Jerry, thanks for the thoughtful analysis. I think the 90's did bring an over saturation of LGB models in an attempt to complete in areas they traditionally did not compete. Perhaps they did indeed overextend themselves. 

If you look at the history of LGB and of similar companies you will find that they only catalog an item for a year or two or three. 

Actually, if you look at the first few catalogs that hit the US in 1980/81 (all in German, later in English) up until the early 90's the overwhelming majority of LGB engines and cars were consistently in each catalog year after year, some for over 5 or 10 years! Some engines and cars were very gradually phased out, but we are talking "years" v.s. "a year". This was at the point where LGB was still profitable and growing so I'm having a hard time concluding that a lack of new products was hurting LGB. Between 1980 and 1990 it's not as though LGB had a huge line of American styled stock, so again they were still growing on a mostly Euro product line. I reviewed each of these catalogs last night (80's - 90's) and I think the turning point occurred after the 90/91 catalog. It seems at this point the range of products went through the roof, aside from all of the products that popped up that never made the inside of a catalog. 

Consider another mindset outside of us older enthusiasts. I was 10 years old when LGB hit the US market and became "reasonably" available in the early 80's. I got my first starter set then, began adding to it. My point is that it took several years of being financially able (mowing lots of lawns) to buy multiples of the same car for a line I was developing. I essentially relied on cars I needed to complete my line to be available year after year (pre-Ebay days). It was similar to the mindset in collecting Matchbox cars (back when they actually came in boxes). Every year there would be new cars but the catalogs would contain many of the same cars year after year giving the enthusiast a chance to collect them all. Just a different perspective to throw into the mix that I believe is a factor as well. 

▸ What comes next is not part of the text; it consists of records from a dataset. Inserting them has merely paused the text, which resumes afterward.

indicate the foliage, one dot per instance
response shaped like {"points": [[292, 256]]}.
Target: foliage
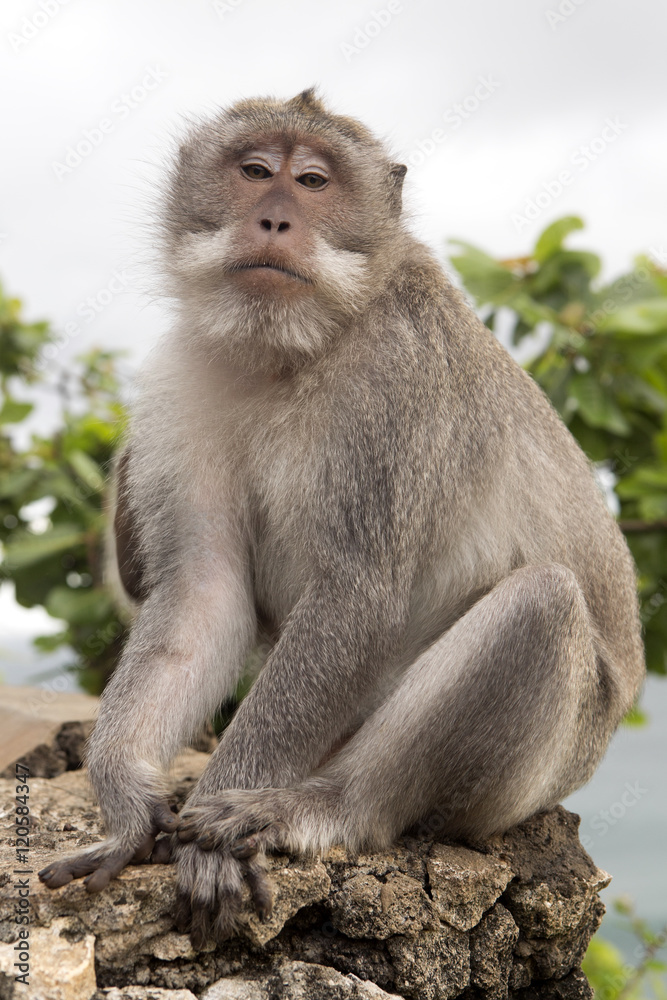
{"points": [[52, 520], [612, 978], [604, 367], [603, 364]]}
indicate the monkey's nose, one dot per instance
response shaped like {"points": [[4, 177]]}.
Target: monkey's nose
{"points": [[273, 225]]}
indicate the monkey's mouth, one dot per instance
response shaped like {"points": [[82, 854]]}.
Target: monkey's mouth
{"points": [[268, 265]]}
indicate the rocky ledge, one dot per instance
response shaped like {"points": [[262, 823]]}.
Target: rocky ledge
{"points": [[426, 920]]}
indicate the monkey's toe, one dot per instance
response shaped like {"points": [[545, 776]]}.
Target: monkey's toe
{"points": [[261, 890], [56, 874]]}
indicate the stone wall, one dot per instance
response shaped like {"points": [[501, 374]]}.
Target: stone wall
{"points": [[425, 920]]}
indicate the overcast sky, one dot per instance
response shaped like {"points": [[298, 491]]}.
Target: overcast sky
{"points": [[488, 103]]}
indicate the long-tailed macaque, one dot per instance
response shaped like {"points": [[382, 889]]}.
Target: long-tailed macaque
{"points": [[331, 447]]}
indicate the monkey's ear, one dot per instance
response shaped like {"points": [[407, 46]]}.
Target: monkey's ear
{"points": [[397, 172]]}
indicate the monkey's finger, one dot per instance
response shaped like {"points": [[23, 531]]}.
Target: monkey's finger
{"points": [[107, 870], [164, 818], [162, 851], [144, 849], [260, 889]]}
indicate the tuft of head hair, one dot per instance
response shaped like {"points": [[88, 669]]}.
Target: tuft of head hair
{"points": [[304, 113]]}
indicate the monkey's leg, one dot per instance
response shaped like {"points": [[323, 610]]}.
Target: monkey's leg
{"points": [[502, 716], [183, 657]]}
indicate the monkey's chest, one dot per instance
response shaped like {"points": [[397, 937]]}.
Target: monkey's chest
{"points": [[282, 535]]}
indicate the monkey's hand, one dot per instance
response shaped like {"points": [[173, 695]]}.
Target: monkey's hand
{"points": [[104, 861], [223, 841]]}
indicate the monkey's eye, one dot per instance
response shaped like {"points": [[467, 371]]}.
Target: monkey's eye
{"points": [[312, 181], [255, 171]]}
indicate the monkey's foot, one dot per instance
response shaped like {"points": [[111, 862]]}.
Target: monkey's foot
{"points": [[244, 821], [210, 892], [105, 861]]}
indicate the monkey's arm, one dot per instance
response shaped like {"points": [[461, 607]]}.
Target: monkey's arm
{"points": [[330, 653], [337, 641], [183, 657]]}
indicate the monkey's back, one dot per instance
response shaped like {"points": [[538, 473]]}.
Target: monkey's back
{"points": [[526, 493]]}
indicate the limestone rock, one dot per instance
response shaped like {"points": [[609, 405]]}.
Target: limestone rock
{"points": [[143, 993], [298, 981], [491, 946], [366, 907], [59, 968], [464, 883], [44, 729], [435, 965], [422, 920]]}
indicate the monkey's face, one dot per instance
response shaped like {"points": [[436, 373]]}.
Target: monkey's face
{"points": [[276, 221]]}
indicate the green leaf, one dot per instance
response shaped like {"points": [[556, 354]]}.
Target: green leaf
{"points": [[483, 276], [78, 606], [29, 549], [551, 239], [635, 717], [17, 482], [645, 319], [47, 643], [595, 405], [86, 469]]}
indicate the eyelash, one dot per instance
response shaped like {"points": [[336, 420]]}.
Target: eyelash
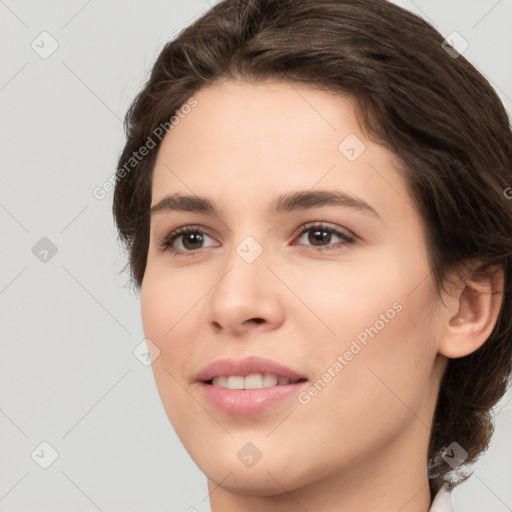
{"points": [[168, 240]]}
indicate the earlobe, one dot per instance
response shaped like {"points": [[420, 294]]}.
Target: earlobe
{"points": [[472, 312]]}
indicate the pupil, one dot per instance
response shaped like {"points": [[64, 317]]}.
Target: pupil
{"points": [[319, 235], [195, 238]]}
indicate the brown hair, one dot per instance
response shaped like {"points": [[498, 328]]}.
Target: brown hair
{"points": [[442, 120]]}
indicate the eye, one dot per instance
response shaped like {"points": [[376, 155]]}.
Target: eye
{"points": [[190, 238], [320, 236]]}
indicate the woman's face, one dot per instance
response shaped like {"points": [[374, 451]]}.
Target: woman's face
{"points": [[309, 254]]}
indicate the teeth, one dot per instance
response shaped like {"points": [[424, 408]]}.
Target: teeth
{"points": [[236, 383], [253, 381], [269, 380]]}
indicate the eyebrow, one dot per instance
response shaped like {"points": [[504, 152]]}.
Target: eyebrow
{"points": [[302, 200]]}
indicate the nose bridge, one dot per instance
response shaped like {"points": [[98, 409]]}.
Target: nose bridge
{"points": [[244, 291], [246, 263]]}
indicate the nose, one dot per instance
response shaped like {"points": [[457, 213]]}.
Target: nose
{"points": [[247, 297]]}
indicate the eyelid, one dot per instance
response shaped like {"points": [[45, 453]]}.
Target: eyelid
{"points": [[347, 236]]}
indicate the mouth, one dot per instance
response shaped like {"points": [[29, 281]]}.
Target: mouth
{"points": [[252, 381], [248, 386]]}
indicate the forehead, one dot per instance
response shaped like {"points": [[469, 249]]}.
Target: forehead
{"points": [[245, 140]]}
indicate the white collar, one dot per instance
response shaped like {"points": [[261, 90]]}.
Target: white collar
{"points": [[442, 501]]}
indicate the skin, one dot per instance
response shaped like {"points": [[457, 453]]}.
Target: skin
{"points": [[360, 443]]}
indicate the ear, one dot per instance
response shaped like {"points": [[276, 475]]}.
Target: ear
{"points": [[472, 306]]}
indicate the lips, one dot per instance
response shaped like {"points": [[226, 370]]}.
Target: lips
{"points": [[249, 366]]}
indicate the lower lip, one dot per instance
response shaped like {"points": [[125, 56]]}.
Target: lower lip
{"points": [[244, 402]]}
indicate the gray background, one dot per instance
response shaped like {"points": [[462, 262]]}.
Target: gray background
{"points": [[68, 375]]}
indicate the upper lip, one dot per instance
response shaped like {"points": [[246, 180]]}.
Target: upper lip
{"points": [[244, 367]]}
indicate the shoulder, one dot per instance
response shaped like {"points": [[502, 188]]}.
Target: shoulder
{"points": [[442, 501]]}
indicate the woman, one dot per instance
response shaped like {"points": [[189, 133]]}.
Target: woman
{"points": [[313, 197]]}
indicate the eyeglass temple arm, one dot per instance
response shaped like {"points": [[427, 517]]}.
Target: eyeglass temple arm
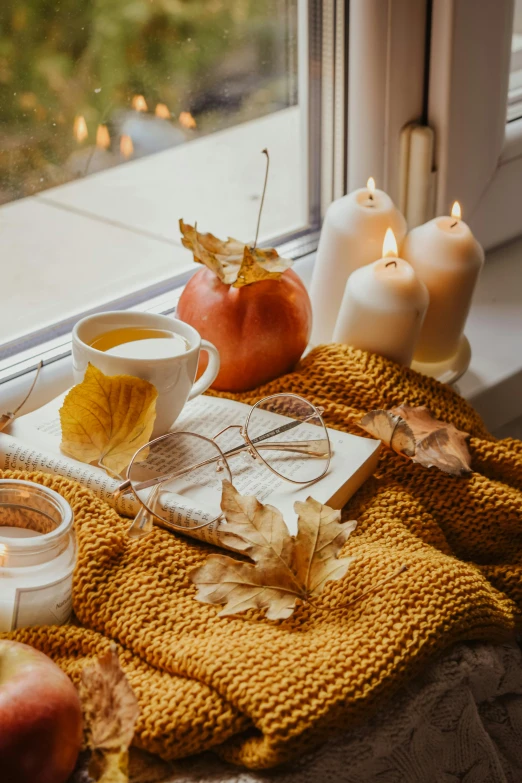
{"points": [[297, 447]]}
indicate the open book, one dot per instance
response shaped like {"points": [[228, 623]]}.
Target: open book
{"points": [[32, 442]]}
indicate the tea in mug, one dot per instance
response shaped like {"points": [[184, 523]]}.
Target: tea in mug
{"points": [[136, 342]]}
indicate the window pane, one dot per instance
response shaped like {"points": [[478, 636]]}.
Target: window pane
{"points": [[515, 80], [117, 118]]}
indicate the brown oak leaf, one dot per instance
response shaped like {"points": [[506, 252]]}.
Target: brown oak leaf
{"points": [[234, 262], [110, 711], [415, 433], [285, 568]]}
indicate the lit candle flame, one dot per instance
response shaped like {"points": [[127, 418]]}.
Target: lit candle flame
{"points": [[456, 211], [162, 111], [103, 139], [139, 103], [389, 246], [126, 146], [187, 120], [80, 129]]}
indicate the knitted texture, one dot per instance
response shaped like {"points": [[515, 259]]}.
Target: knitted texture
{"points": [[258, 691]]}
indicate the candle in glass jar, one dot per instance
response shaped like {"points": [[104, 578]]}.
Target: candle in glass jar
{"points": [[383, 307], [352, 236], [447, 258]]}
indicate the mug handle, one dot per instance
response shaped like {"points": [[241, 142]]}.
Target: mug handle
{"points": [[210, 374]]}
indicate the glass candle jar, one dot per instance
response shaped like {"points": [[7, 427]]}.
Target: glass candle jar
{"points": [[37, 556]]}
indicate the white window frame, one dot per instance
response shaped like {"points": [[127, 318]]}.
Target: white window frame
{"points": [[53, 343], [478, 156], [387, 46]]}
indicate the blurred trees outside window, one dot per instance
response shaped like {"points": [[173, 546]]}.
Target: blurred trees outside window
{"points": [[89, 84]]}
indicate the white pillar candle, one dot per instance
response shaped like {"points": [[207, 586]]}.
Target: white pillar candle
{"points": [[383, 307], [448, 259], [352, 236]]}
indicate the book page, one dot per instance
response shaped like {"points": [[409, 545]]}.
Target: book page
{"points": [[33, 443]]}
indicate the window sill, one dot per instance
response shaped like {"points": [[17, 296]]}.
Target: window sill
{"points": [[114, 235], [493, 383]]}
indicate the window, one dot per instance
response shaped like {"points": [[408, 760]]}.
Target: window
{"points": [[117, 119], [515, 77], [478, 156]]}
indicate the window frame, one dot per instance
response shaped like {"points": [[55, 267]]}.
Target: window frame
{"points": [[316, 43], [478, 155]]}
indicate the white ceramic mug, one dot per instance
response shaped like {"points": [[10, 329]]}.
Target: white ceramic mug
{"points": [[173, 376]]}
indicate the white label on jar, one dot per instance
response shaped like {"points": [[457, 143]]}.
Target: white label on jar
{"points": [[49, 605]]}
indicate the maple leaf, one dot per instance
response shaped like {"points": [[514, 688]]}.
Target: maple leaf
{"points": [[285, 568], [110, 711], [234, 262], [106, 419], [415, 433]]}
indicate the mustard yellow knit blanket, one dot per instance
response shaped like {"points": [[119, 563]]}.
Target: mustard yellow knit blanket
{"points": [[261, 692]]}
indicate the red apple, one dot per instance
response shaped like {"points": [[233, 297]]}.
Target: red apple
{"points": [[260, 330], [40, 717]]}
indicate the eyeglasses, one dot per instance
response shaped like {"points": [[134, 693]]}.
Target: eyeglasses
{"points": [[177, 478]]}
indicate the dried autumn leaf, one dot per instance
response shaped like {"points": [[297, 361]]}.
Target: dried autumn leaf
{"points": [[285, 568], [415, 433], [232, 261], [110, 711], [106, 419]]}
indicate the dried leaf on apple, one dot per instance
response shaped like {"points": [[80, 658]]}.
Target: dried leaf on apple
{"points": [[285, 569], [106, 419], [234, 262], [415, 433]]}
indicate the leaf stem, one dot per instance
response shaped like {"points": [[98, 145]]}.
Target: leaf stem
{"points": [[263, 152]]}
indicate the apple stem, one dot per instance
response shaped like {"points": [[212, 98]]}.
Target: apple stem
{"points": [[263, 152]]}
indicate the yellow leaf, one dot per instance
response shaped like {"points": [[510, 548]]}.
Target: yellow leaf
{"points": [[232, 261], [242, 586], [106, 419], [415, 433], [391, 430], [285, 568], [110, 707]]}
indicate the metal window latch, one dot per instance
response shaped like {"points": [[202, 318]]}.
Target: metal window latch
{"points": [[418, 176]]}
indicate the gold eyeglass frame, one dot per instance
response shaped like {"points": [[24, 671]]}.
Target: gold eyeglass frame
{"points": [[250, 446]]}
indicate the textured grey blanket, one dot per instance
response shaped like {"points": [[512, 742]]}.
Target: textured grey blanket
{"points": [[460, 722]]}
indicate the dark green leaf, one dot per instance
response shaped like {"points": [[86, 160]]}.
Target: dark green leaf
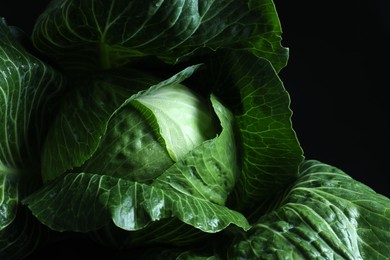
{"points": [[326, 215], [28, 88], [92, 34], [270, 151]]}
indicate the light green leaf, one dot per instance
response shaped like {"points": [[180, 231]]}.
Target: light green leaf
{"points": [[326, 214], [92, 34]]}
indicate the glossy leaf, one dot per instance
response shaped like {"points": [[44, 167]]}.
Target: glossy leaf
{"points": [[105, 34], [268, 146]]}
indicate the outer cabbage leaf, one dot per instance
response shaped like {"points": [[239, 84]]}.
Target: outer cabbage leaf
{"points": [[28, 94], [85, 202], [269, 149], [326, 214], [92, 34], [83, 118]]}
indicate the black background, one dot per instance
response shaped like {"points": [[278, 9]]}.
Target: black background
{"points": [[337, 77]]}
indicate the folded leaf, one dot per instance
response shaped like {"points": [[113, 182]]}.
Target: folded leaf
{"points": [[28, 91], [85, 202], [327, 215]]}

I just bought yet another 30500 yesterday, slightly different than my 3050, I can't get enough of those coaches. 

Thanks, 
Joe


----------



## Jerry McColgan (Feb 8, 2008)

Posted By jhickman on 01 Dec 2009 12:35 PM 
Jerry, thanks for the thoughtful analysis. I think the 90's did bring an over saturation of LGB models in an attempt to complete in areas they traditionally did not compete. Perhaps they did indeed overextend themselves. 

If you look at the history of LGB and of similar companies you will find that they only catalog an item for a year or two or three. 

Actually, if you look at the first few catalogs that hit the US in 1980/81 (all in German, later in English) up until the early 90's the overwhelming majority of LGB engines and cars were consistently in each catalog year after year, some for over 5 or 10 years! .Joe 

Hi Joe,

That is the sort of information that keeps me from ever claiming to be an expert on anything.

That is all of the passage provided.